What can the power of women achieve in a world run by men? Rajorshi Chakraborti’s just-released novel, Shakti, is a fast-paced story of standing up for what is right in a world going very wrong. Mind-reading, wish-granting goddesses, right-wing regimes and the everyday trials of life in a city collide.
RNZ’s Lynn Freeman talks to Rajorshi about writing fiction that challenges, entertains and takes readers into places they might never think to go. Their conversation is particularly illuminating as it explores the relationship between the superhero genre and the real-life situation in today’s India, much affected by factional and religious divides exploited by populists who hold political power.
About the author
Rajorshi Chakraborti is an Indian-born novelist, essayist and short-story writer.
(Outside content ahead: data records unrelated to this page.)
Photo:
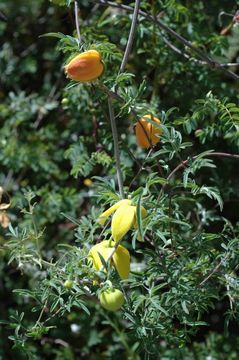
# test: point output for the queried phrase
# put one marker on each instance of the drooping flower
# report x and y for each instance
(120, 260)
(111, 299)
(5, 203)
(146, 133)
(84, 67)
(124, 218)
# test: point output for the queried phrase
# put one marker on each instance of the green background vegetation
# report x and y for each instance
(53, 136)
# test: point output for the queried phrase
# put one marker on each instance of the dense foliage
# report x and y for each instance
(59, 174)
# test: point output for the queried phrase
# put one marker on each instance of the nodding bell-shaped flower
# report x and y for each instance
(120, 260)
(84, 67)
(124, 218)
(147, 135)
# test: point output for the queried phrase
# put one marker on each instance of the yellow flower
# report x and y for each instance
(112, 299)
(120, 259)
(124, 218)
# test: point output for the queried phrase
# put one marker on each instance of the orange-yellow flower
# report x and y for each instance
(84, 67)
(147, 134)
(120, 259)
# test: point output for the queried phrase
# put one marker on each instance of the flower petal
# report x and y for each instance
(112, 209)
(122, 221)
(104, 250)
(121, 259)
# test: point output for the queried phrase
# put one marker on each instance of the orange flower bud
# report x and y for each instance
(147, 133)
(86, 66)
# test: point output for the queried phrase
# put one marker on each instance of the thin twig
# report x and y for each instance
(131, 36)
(184, 163)
(77, 22)
(116, 147)
(212, 272)
(202, 56)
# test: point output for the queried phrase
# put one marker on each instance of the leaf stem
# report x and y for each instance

He was born in 1977 in Calcutta, and grew up there and in Mumbai. Rajorshi is the author of six novels and a collection of short fiction. Or the Day Seizes You was shortlisted for the Crossword Book Award in 2006, one of the best-known prizes for English-language writing in India, and has appeared in a Spanish translation entitled La Vida Que Nos Lleva.
Mumbai Rollercoaster received an honourable mention in the Children's Writing category of the Crossword Book Awards, 2011. The Man Who Would Not See was longlisted in the fiction section of the 2019 Ockham NZ Book Awards. Shakti, Rajorshi's latest novel, a supernatural mystery thriller, was published in February 2020.
This audio was recorded in partnership with the Writers programme at the 2020 New Zealand Festival of the Arts in Wellington.